LeprestJe me doutais qu’un jour il allait falloir vivre dans un monde sans Leprest. Dans un monde sans air, sans chanson. Aussi extravaguant que cela puisse paraître, ce monde est advenu. Plus d’amour, plus de guitariste, une solitude, seule en piste. C’est peu dire qu’à la suite de son départ suicidé ne reste qu’un gouffre, un abîme.
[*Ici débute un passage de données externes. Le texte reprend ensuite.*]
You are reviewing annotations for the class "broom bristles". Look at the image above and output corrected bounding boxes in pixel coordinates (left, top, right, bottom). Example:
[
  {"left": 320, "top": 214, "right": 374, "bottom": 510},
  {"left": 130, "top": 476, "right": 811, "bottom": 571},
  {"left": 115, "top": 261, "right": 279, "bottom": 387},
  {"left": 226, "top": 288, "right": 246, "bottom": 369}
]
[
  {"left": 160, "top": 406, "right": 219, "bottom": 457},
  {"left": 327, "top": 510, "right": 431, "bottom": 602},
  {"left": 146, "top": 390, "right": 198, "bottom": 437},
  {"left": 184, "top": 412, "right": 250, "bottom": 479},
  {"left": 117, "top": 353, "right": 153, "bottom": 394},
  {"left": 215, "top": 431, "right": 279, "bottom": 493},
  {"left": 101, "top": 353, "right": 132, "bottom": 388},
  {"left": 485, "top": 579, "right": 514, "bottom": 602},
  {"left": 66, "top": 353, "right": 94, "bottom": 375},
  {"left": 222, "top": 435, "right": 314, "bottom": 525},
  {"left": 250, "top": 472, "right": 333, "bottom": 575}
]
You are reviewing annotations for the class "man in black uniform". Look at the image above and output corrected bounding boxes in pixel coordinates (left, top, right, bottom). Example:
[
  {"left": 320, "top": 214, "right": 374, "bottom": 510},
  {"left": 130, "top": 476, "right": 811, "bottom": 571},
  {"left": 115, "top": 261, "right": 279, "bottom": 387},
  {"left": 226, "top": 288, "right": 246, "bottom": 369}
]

Elles vont continuer de voler les sympathiques ritournelles, les chansons sans le sou, sans le souffle, où trouverons-nous les mots qui restent, ceux-là qui, en deux mots, s’en têtent ?
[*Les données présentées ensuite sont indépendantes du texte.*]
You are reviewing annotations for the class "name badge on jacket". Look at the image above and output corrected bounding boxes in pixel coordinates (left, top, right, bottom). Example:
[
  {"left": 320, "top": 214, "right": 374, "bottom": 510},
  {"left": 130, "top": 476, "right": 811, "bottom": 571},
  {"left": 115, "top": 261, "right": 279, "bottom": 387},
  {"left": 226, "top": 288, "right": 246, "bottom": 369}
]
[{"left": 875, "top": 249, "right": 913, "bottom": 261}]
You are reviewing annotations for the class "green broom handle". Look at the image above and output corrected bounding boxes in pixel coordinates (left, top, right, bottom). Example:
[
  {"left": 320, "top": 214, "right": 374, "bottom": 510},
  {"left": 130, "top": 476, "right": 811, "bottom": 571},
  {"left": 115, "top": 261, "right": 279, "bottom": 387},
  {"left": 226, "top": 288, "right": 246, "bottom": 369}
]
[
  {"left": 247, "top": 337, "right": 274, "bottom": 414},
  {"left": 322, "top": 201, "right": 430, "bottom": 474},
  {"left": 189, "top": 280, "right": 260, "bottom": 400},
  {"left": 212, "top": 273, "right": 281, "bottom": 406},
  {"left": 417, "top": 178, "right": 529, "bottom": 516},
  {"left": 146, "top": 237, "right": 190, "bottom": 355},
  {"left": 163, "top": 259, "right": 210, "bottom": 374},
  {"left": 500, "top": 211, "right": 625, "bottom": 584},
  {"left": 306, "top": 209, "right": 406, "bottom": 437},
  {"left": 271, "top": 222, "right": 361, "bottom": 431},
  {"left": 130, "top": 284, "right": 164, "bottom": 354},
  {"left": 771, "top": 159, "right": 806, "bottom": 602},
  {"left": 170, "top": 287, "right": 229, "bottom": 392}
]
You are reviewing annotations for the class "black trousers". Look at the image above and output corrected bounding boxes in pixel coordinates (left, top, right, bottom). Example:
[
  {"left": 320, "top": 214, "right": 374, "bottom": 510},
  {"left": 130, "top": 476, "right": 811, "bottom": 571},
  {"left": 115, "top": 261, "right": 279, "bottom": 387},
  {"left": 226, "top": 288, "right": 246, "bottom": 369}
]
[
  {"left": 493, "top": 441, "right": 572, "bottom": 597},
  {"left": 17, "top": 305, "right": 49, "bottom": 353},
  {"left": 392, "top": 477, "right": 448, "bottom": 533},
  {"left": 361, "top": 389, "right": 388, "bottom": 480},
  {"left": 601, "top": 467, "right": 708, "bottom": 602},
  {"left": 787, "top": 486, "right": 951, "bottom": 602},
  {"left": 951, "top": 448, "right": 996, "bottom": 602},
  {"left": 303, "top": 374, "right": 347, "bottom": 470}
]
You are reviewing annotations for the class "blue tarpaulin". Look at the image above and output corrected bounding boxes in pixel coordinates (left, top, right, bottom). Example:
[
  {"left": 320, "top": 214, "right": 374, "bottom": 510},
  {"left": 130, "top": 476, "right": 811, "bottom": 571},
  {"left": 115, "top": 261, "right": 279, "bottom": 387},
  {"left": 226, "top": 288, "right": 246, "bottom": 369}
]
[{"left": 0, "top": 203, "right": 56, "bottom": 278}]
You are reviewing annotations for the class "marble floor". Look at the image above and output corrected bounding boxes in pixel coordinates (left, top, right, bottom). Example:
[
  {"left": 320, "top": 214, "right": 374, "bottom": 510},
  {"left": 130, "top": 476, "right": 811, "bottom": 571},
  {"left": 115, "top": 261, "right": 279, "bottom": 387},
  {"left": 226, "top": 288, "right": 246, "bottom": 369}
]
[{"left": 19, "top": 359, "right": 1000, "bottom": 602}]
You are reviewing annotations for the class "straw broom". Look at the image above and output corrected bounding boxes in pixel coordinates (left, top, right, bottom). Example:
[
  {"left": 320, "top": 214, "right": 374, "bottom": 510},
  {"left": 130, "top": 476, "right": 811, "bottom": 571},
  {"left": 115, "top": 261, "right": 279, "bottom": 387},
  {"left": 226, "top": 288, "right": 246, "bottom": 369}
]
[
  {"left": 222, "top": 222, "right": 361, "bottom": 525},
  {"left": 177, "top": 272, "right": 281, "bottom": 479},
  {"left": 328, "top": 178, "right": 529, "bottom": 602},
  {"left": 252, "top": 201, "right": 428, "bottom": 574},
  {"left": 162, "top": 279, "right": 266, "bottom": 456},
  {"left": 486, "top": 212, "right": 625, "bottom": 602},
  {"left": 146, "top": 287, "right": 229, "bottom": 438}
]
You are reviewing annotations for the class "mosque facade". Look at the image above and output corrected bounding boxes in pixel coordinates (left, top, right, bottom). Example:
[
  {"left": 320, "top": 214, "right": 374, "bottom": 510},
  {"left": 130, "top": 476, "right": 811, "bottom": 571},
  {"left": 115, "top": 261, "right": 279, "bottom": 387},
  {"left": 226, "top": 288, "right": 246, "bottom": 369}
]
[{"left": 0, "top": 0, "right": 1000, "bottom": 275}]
     Leprest ? Connais pas. J’ai entendu vingt fois dans la bouche de gens sincères cette formule, ces derniers jours. Lui qui plaisantait d’être « le plus connu des chanteurs inconnus », ne serait pas étonné de cette non-gloire post-mortem. Et puis, comme de son vivant il mit un soin particulier à refouler le succès, à le tenir à distance tel un chien dérangé, il serait surprenant qu’il s’en préoccupe désormais. « Quand je serais mort, juste un bouquet rouge, des chansons et des gens qui bougent », chantait Allain, avec deux « L ».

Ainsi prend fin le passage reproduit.